DLA Piper’s Australian head has dismissed talk that mass partner defections in Melbourne signals conflict within the firm or that the Melbourne office is under threat.
Andrew Darwin (pictured), the Australian managing partner and global chief operating officer was in a defiant mood when speaking to Lawyers Weekly about the spate of recent partner defections in Melbourne.
“I am not embarrassed or ashamed or concerned about people leaving,” said Darwin.
Since June 2012, DLA’s partner numbers in Melbourne have dropped from 43 to the current level of 24. In the past 12 months alone the firm’s partner numbers have fallen from 37 to 24.
Andrew Darwin succeeded Tony Holland as the Australian firm’s head in March 2013.
Earlier this week Lawyers Weekly exclusively revealed that senior Melbourne partners Steven Casper and Richard Moshinsky are leaving the firm to join Melbourne boutique SBA Law.
Several sources intimate with the DLA Piper partnership have told Lawyers Weekly that Casper and Moshinsky were highly regarded in the Melbourne partnership. Their defection greatly reduces the firm’s corporate strength.
“When Steven and Richard called me to say why they were leaving – I knew why they were calling,” said Darwin. “I was disappointed, and I rate and I like them.
“They are good lawyers but I was not surprised… and what they said to me is they respect and support what we are doing but it does not work for them individually.”
Casper and Moshinsky join a roll call of senior partners that have left the firm in Melbourne on Darwin’s watch.
The firm’s former Australian managing partner Tony Holland joined Gilbert + Tobin late last year, along with one of Australia’s most highly-regarded infrastructure lawyers, Damian McNair.
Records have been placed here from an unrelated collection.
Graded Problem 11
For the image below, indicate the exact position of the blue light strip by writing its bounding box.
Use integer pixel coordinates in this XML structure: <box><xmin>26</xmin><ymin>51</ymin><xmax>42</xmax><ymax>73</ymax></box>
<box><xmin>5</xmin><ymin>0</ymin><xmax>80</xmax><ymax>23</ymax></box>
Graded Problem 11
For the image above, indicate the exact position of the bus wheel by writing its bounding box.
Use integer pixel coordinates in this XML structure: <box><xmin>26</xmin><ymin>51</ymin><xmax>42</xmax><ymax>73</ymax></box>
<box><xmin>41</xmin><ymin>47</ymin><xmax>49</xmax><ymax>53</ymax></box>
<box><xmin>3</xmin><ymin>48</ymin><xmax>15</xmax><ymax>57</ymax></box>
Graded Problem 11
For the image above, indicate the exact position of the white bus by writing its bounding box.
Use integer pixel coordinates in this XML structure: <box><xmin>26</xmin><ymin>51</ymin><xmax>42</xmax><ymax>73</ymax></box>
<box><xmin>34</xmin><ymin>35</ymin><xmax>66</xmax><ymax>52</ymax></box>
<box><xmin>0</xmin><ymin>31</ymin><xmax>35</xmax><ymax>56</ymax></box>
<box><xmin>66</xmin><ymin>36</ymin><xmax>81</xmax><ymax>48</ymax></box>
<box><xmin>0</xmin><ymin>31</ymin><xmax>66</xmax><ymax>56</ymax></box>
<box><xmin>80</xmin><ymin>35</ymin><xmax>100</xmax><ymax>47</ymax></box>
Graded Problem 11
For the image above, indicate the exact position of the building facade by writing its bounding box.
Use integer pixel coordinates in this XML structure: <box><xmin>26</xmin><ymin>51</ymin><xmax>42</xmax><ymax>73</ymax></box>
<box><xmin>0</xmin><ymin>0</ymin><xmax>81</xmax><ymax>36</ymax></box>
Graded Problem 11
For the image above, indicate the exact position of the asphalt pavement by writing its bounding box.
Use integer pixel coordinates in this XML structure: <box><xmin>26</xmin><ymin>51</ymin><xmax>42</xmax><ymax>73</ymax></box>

DLA’s joint Asia-Pacific real estate head, Tom Cantwell, joined Mills Oakley in the second half of last year, with financial services expert Heather Gray joining Hall & Wilcox just prior to his departure.
Last month Kon Tsiakis joined DLA’s Melbourne partnership from HWL Ebsworth.
Nothing to see here
Darwin strongly denied that the large number of good lawyers leaving the firm in a relatively short space of time pointed to unhappiness with the firm’s model or a sign that the firm was in trouble.
“We want people who want to be here,” he said. “We are not cutting to a target or growing to a target [partner numbers], we want to make sure we have a proper critical mass in each of our practice groups.”
Sources have also told Lawyers Weekly that there is widespread dissatisfaction with the firm’s Australian strategy in Melbourne and elsewhere. One senior legal figure told Lawyers Weekly that Andrew Darwin was the “wrong choice” as Australian managing partner.
Darwin said that he is confident he retains the support of the firm’s partnership.
“I think the key thing in any integration process is that everyone accepts it is a multi-year journey and that when we embarked on this we all knew there would be change on both sides.”
In an interview with Lawyers Weekly late last year, Darwin said that he was seeking to beef-up the Australian arm’s strength in litigation and regulatory work, the firm’s biggest global practice group, while also seeking to bolster the firm’s Sydney-based corporate group.
Lawyers Weekly has been told by a number of sources that there is a belief from sections of the firm that Phillips Fox was the wrong merger partner for DLA Piper and that, in hindsight, a smaller, more targeted Australian practice would have been preferable.
Lawyers Weekly has also been told that the firm was even looking at the possibility of closing down the existing Brisbane, Melbourne and Canberra offices of the firm, with a long-term view that Sydney and Perth would remain the most viable of the firm’s Australian offices.
DLA Piper lost six of its eight partners in Canberra in 2011 when HWL Ebsworth raided the firm in launching its Canberra practice.
DLA Piper now has four partners in Canberra.
“Categorically no,” said Darwin when asked if the firm might look to revert to a two-office Sydney-Perth strategy like that of its global rivals Allen & Overy and Clifford Chance.
A spokesperson for DLA Piper also told Lawyers Weekly that a major refurbishment of the firm's client floor in Melbourne was due to be completed next month, with the firm continuing to invest into the office.
Darwin also said that Phillips Fox, which was renamed DLA Phillips Fox in 2006 prior to the merger in 2011, was the right partner for the firm.
“In pretty much every market we have gone into, we have gone in on the back of a merger, and part of the reasons behind that are because we are a full-service firm,” said Darwin, adding that “if you are trying to launch a full-service practice then it is better to do it on the back of merger when you have existing infrastructure across multiple practice groups”.
“You know these journeys are multi-year journeys, and you need the partners to work out in a thoughtful way whether it works.”
Darwin’s appointment as the firm’s Australian head was for two financial years. He has previously told Lawyers Weekly that he would be hoping to have his Australian successor named in the early months of 2015.